Plaintiff's claim for denial of access to court centers around a Motion for Reconsideration which was denied by the Georgia Supreme Court on March 27, 2006.2 (Compl. 6.) In Plaintiff's previous lawsuit concerning these same facts, Plaintiff stated that he failed to receive notice of this denial until April 19, 2007. See Herrington v. Welch, No. 1-11-cv-1588, Compl. 3-4 (N.D. Ga. 2011). In that lawsuit, he sued the clerks at the Georgia Supreme Court for denial of access to courts because the late receipt of the Order on the Motion for Reconsideration caused him to untimely file his federal habeas petition. Id. at 5-6. He now contends that in December 2012, he received an "official correspondence" from the Georgia Supreme Court clerk stating that a copy of the order denying his motion for reconsideration was mailed in March 2006 to his address listed in the case. (Compl. 6.) From this information, he has assumed that the mail clerks at Hancock State Prison had to have been responsible for his failure to timely receive the Georgia Supreme Court Order and has named them as defendants in this action. (Id.)

Plaintiff's cause of action accrued in April 2007 when he received notice of the order on his motion for reconsideration. See also Herrington v. Welch, No. 1-11-cv-1588, Order & Final Report & Recommendation 4-5 (N.D. Ga. July 28, 2011). As of that date, Plaintiff knew that he had a potential cause of action for denial to access to courts against several potential defendants, including the mailroom clerks at Hancock State Prison. The fact that Plaintiff later received notice from a clerk of the Georgia Supreme Court that a copy of the order was timely mailed does not change when Plaintiff's action accrued. Thus, the two year period for the statute of limitations began to run on April 19, 2007, and ended on Monday, April 20, 2009. Plaintiff filed this Complaint on May 21, 2013, over four years after the statute of limitations expired. Plaintiff's complaint is therefore barred by the applicable statute of limitations. The liberal construction that is granted pro se litigants in filing complaints does not mean that they are allowed lack of compliance with deadlines that are imposed by law. See Moulds v. Bullard, 345 F. App'x 387, 390 (11th Cir. 2009) ("Liberal construction does not mean liberal deadlines.") (internal quotation marks and citation omitted).

In addition, the Court notes that Plaintiff has alleged no facts in his Complaint which could show that he is entitled to equitable tolling. See, e.g., Johnson v. Greaves, 366 F. App'x 976, 978 (11th Cir. 2010) ("Equitable tolling is an extraordinary remedy which is typically applied sparingly."). Plaintiff had an additional opportunity to argue equitable tolling in response to Defendants' motion to dismiss, but failed to respond to that motion. Consequently, Defendant's motion should be granted and Plaintiff's Complaint dismissed as frivolous. Johnson, 366 F. App'x at 978 ("The expiration of the statute of limitations is an affirmative defense the existence of which warrants a dismissal as frivolous.") (internal quotation marks and citation omitted).

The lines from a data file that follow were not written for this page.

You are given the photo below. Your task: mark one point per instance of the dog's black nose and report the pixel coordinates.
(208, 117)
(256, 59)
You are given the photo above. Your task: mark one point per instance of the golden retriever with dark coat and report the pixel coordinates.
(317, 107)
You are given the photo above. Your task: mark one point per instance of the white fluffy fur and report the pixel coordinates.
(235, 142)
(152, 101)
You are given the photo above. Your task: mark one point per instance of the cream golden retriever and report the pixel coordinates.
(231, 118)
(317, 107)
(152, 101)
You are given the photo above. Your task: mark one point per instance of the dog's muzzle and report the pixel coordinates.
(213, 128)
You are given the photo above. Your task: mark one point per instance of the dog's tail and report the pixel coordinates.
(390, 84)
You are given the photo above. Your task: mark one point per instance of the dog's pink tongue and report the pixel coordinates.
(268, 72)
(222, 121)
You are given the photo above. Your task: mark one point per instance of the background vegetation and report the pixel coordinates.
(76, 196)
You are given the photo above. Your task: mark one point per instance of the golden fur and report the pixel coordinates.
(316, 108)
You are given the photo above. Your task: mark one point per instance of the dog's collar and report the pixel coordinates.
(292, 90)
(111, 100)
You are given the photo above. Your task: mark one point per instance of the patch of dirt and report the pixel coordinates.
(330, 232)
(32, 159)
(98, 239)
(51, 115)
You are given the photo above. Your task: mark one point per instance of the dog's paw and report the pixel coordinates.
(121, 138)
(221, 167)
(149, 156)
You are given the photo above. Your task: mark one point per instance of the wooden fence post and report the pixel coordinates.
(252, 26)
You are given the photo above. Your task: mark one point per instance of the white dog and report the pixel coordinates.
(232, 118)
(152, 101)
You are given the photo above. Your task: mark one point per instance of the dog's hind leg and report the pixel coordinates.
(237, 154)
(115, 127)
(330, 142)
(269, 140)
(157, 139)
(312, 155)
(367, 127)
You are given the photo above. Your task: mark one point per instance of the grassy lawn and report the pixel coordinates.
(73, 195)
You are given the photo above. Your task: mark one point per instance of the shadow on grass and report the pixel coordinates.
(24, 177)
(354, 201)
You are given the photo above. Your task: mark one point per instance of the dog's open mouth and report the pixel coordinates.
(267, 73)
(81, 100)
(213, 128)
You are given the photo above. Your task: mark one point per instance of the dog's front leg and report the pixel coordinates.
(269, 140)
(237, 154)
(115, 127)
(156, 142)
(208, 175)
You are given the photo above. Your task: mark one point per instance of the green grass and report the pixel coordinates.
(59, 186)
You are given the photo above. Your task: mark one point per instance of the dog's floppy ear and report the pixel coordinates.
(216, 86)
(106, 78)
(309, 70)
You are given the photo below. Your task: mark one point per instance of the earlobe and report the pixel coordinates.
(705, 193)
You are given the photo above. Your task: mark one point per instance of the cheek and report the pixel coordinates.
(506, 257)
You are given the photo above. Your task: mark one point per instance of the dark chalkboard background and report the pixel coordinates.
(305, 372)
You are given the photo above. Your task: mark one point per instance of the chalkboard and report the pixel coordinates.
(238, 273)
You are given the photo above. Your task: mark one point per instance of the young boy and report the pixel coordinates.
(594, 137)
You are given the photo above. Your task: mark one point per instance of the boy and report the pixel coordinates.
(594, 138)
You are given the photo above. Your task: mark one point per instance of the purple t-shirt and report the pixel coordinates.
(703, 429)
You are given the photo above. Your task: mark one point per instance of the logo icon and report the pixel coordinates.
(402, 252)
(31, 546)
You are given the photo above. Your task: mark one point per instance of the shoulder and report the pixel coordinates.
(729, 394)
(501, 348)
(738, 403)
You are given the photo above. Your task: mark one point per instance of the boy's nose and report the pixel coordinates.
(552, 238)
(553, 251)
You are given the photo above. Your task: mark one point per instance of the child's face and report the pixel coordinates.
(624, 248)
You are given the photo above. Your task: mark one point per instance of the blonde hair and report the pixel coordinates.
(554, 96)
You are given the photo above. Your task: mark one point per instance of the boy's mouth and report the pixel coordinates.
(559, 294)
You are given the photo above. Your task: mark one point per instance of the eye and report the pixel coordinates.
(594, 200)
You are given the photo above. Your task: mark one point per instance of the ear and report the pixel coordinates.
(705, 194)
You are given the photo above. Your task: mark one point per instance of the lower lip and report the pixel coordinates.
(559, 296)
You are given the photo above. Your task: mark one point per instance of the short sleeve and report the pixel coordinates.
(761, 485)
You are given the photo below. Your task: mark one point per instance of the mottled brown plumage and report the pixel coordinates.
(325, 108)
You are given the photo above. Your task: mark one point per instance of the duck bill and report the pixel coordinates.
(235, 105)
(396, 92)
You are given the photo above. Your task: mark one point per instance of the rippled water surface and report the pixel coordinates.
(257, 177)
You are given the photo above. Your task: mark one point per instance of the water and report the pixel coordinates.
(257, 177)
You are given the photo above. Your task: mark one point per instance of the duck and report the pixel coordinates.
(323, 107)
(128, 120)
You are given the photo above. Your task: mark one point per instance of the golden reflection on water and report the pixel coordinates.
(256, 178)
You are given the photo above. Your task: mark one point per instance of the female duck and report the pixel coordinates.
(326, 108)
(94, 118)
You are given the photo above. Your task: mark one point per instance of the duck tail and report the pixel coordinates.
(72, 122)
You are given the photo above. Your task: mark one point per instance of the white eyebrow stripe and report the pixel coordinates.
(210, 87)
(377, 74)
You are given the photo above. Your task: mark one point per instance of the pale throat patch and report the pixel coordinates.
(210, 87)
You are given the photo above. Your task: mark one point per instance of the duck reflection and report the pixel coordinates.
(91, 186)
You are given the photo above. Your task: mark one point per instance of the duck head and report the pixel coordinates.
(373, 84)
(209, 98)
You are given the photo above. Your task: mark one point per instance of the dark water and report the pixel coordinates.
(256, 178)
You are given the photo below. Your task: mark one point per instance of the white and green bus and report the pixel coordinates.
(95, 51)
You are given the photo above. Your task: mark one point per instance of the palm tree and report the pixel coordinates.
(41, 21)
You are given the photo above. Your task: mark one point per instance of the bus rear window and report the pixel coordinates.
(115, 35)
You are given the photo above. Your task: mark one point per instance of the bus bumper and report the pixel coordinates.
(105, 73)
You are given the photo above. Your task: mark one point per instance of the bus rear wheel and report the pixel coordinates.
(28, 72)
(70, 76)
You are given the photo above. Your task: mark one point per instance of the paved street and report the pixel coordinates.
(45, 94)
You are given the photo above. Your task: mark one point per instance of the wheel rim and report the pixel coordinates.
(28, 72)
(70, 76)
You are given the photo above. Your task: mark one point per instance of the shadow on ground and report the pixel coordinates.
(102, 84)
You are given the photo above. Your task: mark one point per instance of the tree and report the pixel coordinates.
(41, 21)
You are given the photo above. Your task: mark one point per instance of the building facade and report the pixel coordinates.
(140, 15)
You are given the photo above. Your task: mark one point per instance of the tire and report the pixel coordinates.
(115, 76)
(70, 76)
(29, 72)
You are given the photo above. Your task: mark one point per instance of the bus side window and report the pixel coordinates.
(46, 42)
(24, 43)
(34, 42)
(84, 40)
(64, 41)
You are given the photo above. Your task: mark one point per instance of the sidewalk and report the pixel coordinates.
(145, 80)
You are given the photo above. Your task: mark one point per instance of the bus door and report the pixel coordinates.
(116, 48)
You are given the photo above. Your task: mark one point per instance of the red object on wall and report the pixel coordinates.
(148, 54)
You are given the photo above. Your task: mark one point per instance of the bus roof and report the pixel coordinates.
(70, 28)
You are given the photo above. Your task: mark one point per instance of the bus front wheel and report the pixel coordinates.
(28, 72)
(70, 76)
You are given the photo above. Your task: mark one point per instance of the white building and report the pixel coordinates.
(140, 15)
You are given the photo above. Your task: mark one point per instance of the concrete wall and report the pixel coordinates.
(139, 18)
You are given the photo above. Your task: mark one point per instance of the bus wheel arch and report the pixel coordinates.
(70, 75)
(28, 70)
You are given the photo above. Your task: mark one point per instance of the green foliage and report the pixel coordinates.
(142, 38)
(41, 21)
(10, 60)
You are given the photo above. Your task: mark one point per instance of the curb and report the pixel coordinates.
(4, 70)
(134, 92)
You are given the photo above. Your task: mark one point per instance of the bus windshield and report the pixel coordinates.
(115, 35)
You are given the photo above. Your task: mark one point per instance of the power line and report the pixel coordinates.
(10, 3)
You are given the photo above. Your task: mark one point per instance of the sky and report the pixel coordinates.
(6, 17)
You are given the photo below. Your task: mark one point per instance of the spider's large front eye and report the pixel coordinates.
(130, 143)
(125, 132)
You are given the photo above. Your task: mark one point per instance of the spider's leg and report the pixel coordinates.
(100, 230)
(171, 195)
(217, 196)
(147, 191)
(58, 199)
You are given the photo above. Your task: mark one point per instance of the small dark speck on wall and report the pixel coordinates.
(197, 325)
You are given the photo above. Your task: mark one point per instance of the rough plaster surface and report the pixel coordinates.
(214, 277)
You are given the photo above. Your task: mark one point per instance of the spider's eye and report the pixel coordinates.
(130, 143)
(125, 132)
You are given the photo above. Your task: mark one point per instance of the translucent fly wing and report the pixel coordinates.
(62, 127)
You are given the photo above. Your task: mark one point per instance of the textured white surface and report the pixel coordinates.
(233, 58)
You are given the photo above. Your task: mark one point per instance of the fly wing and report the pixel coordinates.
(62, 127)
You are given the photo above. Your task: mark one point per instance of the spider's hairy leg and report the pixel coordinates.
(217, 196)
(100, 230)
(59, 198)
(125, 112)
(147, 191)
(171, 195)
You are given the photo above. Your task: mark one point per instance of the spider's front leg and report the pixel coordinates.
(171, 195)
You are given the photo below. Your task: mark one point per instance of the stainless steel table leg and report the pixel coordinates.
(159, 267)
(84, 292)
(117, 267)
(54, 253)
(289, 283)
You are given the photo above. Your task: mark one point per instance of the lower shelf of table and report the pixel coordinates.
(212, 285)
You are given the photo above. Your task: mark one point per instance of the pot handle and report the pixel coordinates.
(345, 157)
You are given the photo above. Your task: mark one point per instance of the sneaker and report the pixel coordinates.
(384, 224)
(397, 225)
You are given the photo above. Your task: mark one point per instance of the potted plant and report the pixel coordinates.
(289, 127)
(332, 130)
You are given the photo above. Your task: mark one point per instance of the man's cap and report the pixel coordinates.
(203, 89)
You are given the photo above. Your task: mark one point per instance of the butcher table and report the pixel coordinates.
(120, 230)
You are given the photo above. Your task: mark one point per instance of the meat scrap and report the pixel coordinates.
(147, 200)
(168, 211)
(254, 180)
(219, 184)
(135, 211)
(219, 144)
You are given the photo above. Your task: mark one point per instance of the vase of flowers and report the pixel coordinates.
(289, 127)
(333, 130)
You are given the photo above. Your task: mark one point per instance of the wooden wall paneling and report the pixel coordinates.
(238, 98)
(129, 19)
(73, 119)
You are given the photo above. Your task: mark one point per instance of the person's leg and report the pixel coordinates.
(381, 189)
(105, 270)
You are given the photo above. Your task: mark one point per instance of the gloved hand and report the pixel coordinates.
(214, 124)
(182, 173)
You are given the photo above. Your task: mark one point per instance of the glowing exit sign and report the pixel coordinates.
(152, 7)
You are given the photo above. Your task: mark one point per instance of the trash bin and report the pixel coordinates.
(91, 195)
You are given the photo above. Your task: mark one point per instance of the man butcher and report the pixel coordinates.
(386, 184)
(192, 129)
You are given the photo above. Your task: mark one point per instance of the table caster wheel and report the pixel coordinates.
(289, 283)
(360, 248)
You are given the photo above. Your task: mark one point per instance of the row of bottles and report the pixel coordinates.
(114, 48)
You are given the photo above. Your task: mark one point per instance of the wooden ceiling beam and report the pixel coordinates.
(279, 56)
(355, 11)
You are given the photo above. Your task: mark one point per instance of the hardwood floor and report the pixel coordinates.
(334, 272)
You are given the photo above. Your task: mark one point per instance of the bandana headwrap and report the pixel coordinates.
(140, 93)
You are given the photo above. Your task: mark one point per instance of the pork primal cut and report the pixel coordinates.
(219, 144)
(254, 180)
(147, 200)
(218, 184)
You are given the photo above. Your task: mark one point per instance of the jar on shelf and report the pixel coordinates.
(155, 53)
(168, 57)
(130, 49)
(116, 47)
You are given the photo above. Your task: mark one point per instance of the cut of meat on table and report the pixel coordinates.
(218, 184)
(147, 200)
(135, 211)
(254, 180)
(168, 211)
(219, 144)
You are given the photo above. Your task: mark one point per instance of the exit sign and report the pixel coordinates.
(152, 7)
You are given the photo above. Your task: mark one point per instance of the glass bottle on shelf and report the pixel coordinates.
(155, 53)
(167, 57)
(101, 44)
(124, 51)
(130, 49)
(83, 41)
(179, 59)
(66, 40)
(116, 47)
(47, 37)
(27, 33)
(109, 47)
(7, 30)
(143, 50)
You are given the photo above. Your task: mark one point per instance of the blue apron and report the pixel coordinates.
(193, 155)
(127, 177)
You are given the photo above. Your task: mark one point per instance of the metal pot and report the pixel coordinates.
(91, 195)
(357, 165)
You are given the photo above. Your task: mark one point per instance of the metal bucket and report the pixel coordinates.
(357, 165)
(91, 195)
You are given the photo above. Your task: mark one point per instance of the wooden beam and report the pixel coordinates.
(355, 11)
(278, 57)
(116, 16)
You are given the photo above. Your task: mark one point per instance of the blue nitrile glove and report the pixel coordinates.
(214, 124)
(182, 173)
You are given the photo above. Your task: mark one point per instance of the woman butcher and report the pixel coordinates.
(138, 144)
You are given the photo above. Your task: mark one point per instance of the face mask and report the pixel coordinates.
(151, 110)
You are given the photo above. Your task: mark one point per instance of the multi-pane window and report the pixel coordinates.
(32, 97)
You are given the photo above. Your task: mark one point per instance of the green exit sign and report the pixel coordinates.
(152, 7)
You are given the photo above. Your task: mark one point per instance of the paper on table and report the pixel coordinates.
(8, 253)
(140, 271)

III. Application of 28 U.S.C. § 1915(g)

For purposes of the three strikes provision of the Prison Litigation Reform Act (PLRA) 28 U.S.C. § 1915(g), the Court determines that its decision in this case is a strike against Plaintiff. See 28 U.S.C. § 1915(g) (counting as strikes any action or appeal in federal court "that was dismissed on the grounds that it is frivolous, malicious, or fails to state a claim upon which relief may be granted.").

CONCLUSION

For the reasons explained above, Defendant's motion to dismiss (ECF No. 10) should be granted. Plaintiff's motion for appointment of counsel is denied (ECF No. 16). Under 28 U.S.C. § 636(b)(1), the parties may file objections to this Recommendation in writing with the United States District Judge within fourteen (14) days after being served with a copy hereof.

SO ORDERED and RECOMMENDED.

FootNotes


1. This Court has authority to take judicial notice of court records. United States v. Rey, 811 F.2d 1143, 1147 n.5 (11th Cir. 1987).
2. Plaintiff moved to reconsider the Georgia Supreme Court's denial of his application for a certificate of probable cause to appeal his state habeas action. See Herrington v. Welch, No. 1-11-cv-1588, Compl. 3 (N.D. Ga. 2011).